To give you an idea of how excited these people were. They had 1000 Bibles to disperse (sell at a small token price to make sure people would value them) and 800 of them went in the first few hours. Typically if you pre-order 1000 you have them around for a long while, but these people were swallowing up the Word of God. It was an overwhelming statistic to us that these people were excited.

Rest time.

Later that day the pigs came out, and they were speared, roasted, then slow cooked all night. The kids gathered around as the pig hair was burned off a big bonfire was created. This was Calvin's favorite part (until the butchering started, then he left).

Sydney enjoyed the dancing.

We all had a feast, roast pork, the next morning. The day was peppered with rest, dramas, dancing, drums, etc.

The sun set beautifully the full moon rose and we heard the drums from the jungle somewhere. The got closer and closer until about 40 dancing men and women arrived. They danced and invited some of us to dance and would have danced all night long but we eventually stopped around midnight.
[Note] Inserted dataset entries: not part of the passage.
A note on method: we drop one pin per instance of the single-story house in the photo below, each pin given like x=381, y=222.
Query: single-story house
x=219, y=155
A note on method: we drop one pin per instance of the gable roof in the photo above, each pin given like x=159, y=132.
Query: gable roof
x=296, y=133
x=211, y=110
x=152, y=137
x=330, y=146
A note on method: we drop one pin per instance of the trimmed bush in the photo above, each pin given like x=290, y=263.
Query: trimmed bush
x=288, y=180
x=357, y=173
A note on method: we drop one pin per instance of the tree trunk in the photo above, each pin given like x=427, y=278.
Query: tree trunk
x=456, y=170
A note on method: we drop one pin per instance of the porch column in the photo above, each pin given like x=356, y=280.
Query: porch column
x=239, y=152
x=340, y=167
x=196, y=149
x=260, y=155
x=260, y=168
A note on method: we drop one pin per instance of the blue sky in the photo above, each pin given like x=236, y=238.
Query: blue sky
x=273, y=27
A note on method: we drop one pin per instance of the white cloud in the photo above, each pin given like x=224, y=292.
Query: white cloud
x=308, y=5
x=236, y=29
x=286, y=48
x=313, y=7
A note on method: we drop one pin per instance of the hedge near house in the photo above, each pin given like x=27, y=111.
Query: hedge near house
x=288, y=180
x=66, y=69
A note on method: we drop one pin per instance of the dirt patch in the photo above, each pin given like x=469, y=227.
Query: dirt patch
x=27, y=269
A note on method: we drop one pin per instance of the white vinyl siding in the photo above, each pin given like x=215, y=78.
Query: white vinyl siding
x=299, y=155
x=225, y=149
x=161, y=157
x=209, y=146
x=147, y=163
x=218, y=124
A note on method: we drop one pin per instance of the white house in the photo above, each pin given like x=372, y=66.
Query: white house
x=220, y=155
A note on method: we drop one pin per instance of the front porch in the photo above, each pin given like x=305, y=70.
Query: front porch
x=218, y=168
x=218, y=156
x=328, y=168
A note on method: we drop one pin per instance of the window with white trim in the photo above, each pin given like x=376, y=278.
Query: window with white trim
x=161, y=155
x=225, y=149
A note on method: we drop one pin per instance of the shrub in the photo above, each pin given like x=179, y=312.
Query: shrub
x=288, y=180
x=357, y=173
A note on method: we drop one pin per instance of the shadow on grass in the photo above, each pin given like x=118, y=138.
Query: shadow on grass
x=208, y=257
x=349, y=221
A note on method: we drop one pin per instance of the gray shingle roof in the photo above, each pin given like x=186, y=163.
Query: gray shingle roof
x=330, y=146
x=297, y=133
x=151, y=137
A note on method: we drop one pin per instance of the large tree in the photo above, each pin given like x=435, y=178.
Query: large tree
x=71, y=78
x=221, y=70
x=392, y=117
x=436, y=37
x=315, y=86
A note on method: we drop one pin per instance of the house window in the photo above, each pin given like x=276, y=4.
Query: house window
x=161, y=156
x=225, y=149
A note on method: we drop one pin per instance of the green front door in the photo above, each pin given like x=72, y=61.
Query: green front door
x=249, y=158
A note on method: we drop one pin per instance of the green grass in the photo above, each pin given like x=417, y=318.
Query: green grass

That night I got on a boat and fell asleep, and woke up back to our original departure point. We took a PMV back to Alotau and while it was a bumpy ride, we made it.

All safe and sound.

We saw things, experienced things, met people and shared with a completely new culture a time of celebrating Christ and His Word.

It was remarkable.

The lyrics that choked me up most of all, the ones that gave credence to what you and I are doing. Why we are here... was hearing a choir of children and adults together sing...

"Thank you for coming to Gapapaiwa Bible dedication, brothers and sisters, thank you for serving God, praise God for His Word."

still choked up, and the flu has passed.

God is great.


We're fine

We're home, we're safe, we're fine.
For those reading news about a plane that went down, it was a different airline than what we took, and it was in a different area. We are safe and sound.

Thank you for your concerns, following shortly we'll post pictures of the dedication and the story of the trip. It was awesome!